Sembra quasi li capisca.
«No, questo no. Non ho compreso quel riferimento alla mancanza di dialogo, quando in realtà sono stati loro a non accettare di allinearsi al pensiero della maggioranza del gruppo. Quando il Movimento 5 stelle a Roma ha votato per salvare Salvini dal processo sulla Diciotti io non ero d’accordo, l’ho detto, ma non per questo ho lasciato il partito».
Come si comporterà Attiva Sicilia nei confronti del governo?
«Per me saranno una stampella della maggioranza».
In cambio di cosa? Dicono che non accetterebbero posti in giunta.

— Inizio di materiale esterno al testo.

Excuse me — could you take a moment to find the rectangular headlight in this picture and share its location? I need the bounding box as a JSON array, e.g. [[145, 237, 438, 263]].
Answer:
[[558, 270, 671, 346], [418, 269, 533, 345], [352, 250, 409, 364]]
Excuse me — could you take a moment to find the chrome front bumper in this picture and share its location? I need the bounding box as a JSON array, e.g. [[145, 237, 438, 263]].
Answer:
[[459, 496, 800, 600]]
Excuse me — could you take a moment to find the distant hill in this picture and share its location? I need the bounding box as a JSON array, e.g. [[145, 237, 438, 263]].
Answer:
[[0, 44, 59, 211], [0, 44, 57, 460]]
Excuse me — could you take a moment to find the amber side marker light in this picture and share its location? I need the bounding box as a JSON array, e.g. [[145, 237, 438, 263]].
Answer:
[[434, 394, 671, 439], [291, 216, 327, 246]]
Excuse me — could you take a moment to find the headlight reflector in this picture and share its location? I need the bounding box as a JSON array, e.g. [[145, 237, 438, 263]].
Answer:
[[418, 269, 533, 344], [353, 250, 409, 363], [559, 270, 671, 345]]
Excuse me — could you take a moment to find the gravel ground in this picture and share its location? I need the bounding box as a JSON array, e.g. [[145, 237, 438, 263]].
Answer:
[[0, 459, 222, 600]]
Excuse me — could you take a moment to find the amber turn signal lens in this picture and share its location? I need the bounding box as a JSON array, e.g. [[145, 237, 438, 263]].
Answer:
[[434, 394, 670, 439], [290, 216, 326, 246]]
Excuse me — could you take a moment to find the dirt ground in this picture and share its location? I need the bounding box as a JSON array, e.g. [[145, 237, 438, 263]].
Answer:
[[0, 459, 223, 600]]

«Alla fine della conferenza mi è parso di sentire che non abbiano escluso l’interesse per qualche presidenza di commissione. Non sarebbe poco».
Che ne pensa di chi dice che se ci fosse stato ancora Giancarlo Cancelleri questa spaccatura non si sarebbe concretizzata.
«Dico che sia noi che loro abbiamo un’età tale da sapere gestire i conflitti. Se alla fine è andata così è solo perché evidentemente per loro non era più possibile rimanere».
Dopo questa rottura come sarà il rapporto tra voi?
«Dal punto di vista politico lo scopriremo. Da quello umano, già dopo l’ufficializzazione del nuovo gruppo ho scritto a molti di loro. Sono due piani diversi».